Malam itu, Senin 8 Desember 2008 atas gagasan kawan-kawan dekat sesama musisi secara spontanitas membuat malam charity untuk mengumpulkan uang yang dapat meringankan beban keluarga menanggung biaya rumah sakit yang sangat tinggi. Maka tanpa diduga hanya dengan undangan melalui sms hadir ratusan musisi dari segala genre musik plus penikmat musik dan teman-teman Bobby lainnya tumpah ruah di Warung Lapau Sanur. Sekitar 1500 an tamu baik ekspatriat maupun pecinta musik dan musisi tumpah ruah untuk kesembuhan Bob.

Dibuka oleh Tropical Transit sebagai host malam itu seakan tiada putusnya para musisi bergiliran tampil di panggung mendedikasikan lagu dan musiknya untuk Bobby tercinta.
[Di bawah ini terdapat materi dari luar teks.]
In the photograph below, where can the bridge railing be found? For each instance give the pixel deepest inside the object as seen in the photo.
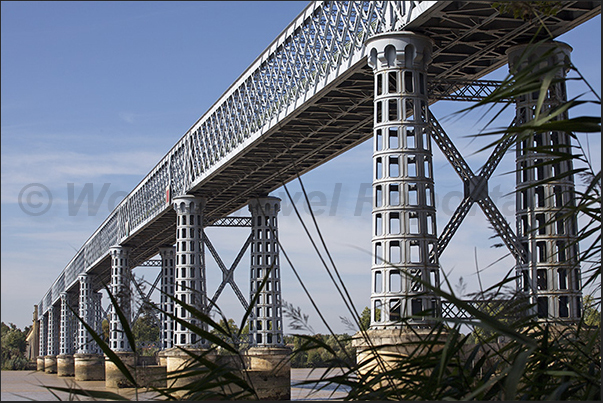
(325, 39)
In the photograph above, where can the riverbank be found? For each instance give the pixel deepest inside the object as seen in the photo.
(29, 385)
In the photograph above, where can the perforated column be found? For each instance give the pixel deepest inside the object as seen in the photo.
(54, 322)
(97, 312)
(166, 336)
(190, 286)
(265, 325)
(551, 274)
(404, 214)
(43, 334)
(120, 288)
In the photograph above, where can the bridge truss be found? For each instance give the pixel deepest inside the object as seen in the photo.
(306, 99)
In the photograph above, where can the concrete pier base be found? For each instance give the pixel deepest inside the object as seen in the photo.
(113, 376)
(269, 371)
(89, 367)
(40, 363)
(65, 365)
(177, 360)
(50, 364)
(266, 368)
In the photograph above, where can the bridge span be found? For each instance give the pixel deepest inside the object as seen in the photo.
(310, 96)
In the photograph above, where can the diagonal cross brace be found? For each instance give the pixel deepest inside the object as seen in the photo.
(227, 274)
(476, 190)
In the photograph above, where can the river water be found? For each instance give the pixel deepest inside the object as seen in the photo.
(28, 385)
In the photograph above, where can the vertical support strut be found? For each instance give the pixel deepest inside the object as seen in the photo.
(404, 214)
(85, 343)
(43, 335)
(190, 285)
(166, 335)
(67, 328)
(265, 323)
(545, 224)
(120, 287)
(54, 320)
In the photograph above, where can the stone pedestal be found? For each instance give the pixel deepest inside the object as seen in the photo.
(273, 359)
(50, 364)
(40, 363)
(391, 345)
(269, 371)
(113, 376)
(89, 367)
(177, 360)
(162, 357)
(65, 365)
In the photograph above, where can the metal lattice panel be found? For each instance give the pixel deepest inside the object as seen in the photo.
(306, 99)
Dari band yang paling “old skool” hingga yang teranyar, dari yang membawakan latin hingga pop semuanya lebur menjadi satu sebagai solidaritas dan rasa setiakawan. Musisi dan grup yang jarang tampil satu panggung tiba-tiba larut dalam kebersamaan yang mendalam. Hadir juga malam itu penyanyi legendaries Grace Simon, trumpetis Idham Noorsaid dari Jakarta, Dari Bali muncul nama-nama lama musisi angkatan 70 dan 80-an semisal Hendrik, Trio Batak, Berman, Manto, Murni, Rita sedang dari angkatan setelahnya muncul Koko Harsoe, Eko Soemarsono, Eko Wicaksono, Yuri Mahatma, Tut De Band, Buena Tierra Band, Kenebe, Karnival Band, Hyatt Band, Bali Blues Band dan banyak lagi musisi hingga yang teranyar ada penyanyi pop Bali Puspa dan Dialog Dini Hari. Lagu bertema “friend” pun bergantian dinyanyikan dengan penuh rasa dan karsa. Ayu Laksmi selaku pemandu acara sampai kewalahan me-manage penampilan musisi yang demikian banyaknya dan ingin berkiprah demi meringankan beban Bob dan keluarga.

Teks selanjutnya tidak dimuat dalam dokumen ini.